Thus it was like absolute torture, like somebody whipping my heart with a cat o’ nine tails, when I placed her in the caregiver’s arms for the first time and she started screaming.

“Oh, now there,” said Mrs. Kice. “We’ll be fine won’t we?

I stood there arms half outstretched, heart pounding, stomach sinking, half wanting to snatch her back and run. Knowing I couldn’t if I wanted to build any sort of life for us. My savings will only last so long.

“There now, there now,” cooed Mrs. Kice, looking at my daughter but speaking just as much to me, “ this is normal. Nobody wants to leave their daddy, do they, but we’ll be fine. We’ll be just fine, won’t we Kyra?”

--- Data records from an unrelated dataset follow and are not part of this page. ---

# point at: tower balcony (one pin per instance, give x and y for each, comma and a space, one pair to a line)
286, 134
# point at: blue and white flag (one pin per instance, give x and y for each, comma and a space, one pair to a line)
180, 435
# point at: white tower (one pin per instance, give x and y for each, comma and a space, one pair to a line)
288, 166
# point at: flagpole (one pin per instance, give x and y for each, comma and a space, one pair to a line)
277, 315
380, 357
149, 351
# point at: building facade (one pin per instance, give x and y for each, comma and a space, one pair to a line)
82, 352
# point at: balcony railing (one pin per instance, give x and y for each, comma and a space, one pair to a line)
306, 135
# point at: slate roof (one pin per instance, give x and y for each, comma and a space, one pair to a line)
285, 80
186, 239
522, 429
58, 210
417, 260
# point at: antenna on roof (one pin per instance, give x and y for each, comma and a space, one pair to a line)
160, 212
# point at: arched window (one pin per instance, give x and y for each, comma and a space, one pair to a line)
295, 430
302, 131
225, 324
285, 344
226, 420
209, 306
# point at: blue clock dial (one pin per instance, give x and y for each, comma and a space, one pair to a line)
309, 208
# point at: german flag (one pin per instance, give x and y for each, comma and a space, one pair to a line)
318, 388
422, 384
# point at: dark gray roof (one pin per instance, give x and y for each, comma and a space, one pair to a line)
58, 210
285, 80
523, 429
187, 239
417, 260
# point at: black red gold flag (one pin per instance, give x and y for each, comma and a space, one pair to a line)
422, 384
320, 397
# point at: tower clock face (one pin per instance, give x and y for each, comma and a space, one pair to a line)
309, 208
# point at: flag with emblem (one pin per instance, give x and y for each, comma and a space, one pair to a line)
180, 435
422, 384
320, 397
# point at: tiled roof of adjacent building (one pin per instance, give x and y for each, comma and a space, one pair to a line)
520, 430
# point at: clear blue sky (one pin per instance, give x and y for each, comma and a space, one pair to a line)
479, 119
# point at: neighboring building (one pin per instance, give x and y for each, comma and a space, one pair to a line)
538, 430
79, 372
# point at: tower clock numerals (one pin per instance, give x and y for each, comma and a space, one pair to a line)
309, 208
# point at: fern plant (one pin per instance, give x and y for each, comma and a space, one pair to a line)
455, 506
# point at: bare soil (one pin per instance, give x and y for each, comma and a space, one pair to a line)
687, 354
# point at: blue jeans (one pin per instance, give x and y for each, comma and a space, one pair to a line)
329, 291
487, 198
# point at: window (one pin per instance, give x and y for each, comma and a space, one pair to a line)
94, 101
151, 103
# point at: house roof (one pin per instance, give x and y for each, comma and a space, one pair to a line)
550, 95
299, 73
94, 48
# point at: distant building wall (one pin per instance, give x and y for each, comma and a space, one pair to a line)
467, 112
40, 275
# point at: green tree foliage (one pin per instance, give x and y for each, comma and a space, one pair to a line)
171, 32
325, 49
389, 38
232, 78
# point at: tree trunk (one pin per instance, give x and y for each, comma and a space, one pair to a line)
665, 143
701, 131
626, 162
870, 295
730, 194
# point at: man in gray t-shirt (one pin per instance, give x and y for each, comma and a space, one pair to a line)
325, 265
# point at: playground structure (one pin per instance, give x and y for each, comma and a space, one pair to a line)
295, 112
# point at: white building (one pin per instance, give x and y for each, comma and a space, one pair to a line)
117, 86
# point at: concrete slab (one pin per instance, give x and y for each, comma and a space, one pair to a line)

I stepped forward and Mrs. Kice looked up suddenly. I looked intently into her eyes, trying to convey how important my daughter was to me, how difficult it was to leave her and that I would rip her limb from limb if she hurt my daughter in any way. She blinked a couple of times then looked away, so maybe something got through after all. Then I bent down and kissed Kyra on the forehead and eyes and started crying myself as I tasted the salt of her tears. I didn’t straighten up until I had turned away.

“Take good care of her,” I choked.

“I will, Mr. Samuels, I will,” assured Mrs. Kice.

I left then, not trusting myself to stay any longer. My heart shrank with every step I took away from my daughter, squeezing into a tight little ball of pain.
She cried every day I dropped her off for the entire first week, Monday through Friday. Somehow it never mattered that she was quiet and seemed content when I came to pick her up in the afternoon. I only remembered the crying.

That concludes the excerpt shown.